The CME community could learn a lot from the meetings industry. Caught up in the recent media spotlight on corporate excesses, meetings have been labeled as junkets and boondoggles. To fight back against the barrage of public criticism and impending federal regulation, a group of meetings industry and business travel associations formed a coalition to educate lawmakers about the industry's economic importance, created an online public relations tool kit to galvanize meeting professionals' advocacy efforts, and launched a Web site, meetingsmeanbusiness.com. Although the meetings industry, like the CME community, is extremely diverse — the coalition's members represent organizations ranging from multinational Fortune 500 companies to local nonprofit associations — leaders encouraged meeting professionals to speak with one voice. (See story, page 17.)
The CME community has yet to demonstrate a powerful, united voice in the face of media, government, and public attacks. Now, three major CME organizations, the Accreditation Council for CME, the Mayo Clinic, and the Society for Academic CME, have spearheaded an initiative that includes among its goals building a national voice, brand, and identity for CME.
Developing something as seemingly simple as a branding message, like Meetings Mean Business, would help jump-start efforts to establish CME's identity. Here are a few examples to get the discussion started. Send me your ideas and I'll publish them so we can continue brainstorming.
CME … Because patients deserve the best-educated doctors
CME … Bringing healthcare providers the education of a lifetime
CME … Teaching doctors how to provide top-quality patient care is our top priority.
Creating a code of ethics for the profession is another way to demonstrate CME's accountability and begin to build public trust. The Association for Hospital Medical Education, the Alliance for CME, and the Society for Academic CME have joined together to write such a code. As I learned during an exciting and interactive session at the Alliance for CME annual conference held in January in San Francisco, the Tri-Group, as it is called, is gathering input on the big questions such as what values the code would include, who the signatories would be, and how violations would be handled. In addition to strengthening CME's credibility, one of the goals of the code, speakers said, would be to foster an environment where CME colleagues treated each other with respect. In fact, there is a section entitled “Respect” in the National Association of Social Workers' Code of Ethics that encourages cooperation and discourages negative criticism among social workers and allied professionals.

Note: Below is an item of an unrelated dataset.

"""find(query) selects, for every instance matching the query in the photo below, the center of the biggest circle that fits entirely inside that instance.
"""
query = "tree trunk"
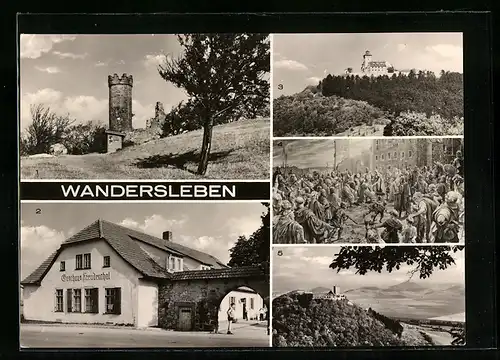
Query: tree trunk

The CME community is grappling with contentious issues, such as conflict-of-interest management and funding policies — issues exacerbated by the economic crisis. But too often, the debates get nasty. And, unfortunately, tough times usually inflame the divisions in a community, rather than bringing people together. To succeed in forging a national identity and brand, CME professionals need to view the community's diversity not as a weakness, but as a strength, and focus their energies on speaking with one voice.
On a personal note, I was deeply saddened to hear of the passing of longtime CME leader David Lichtenauer. I admired his dedication to CME provider/industry collaboration and always looked forward to hearing his impassioned, incisive take on the latest developments. I extend my deepest sympathies to his family, colleagues, and friends. See our In Memoriam on page 17.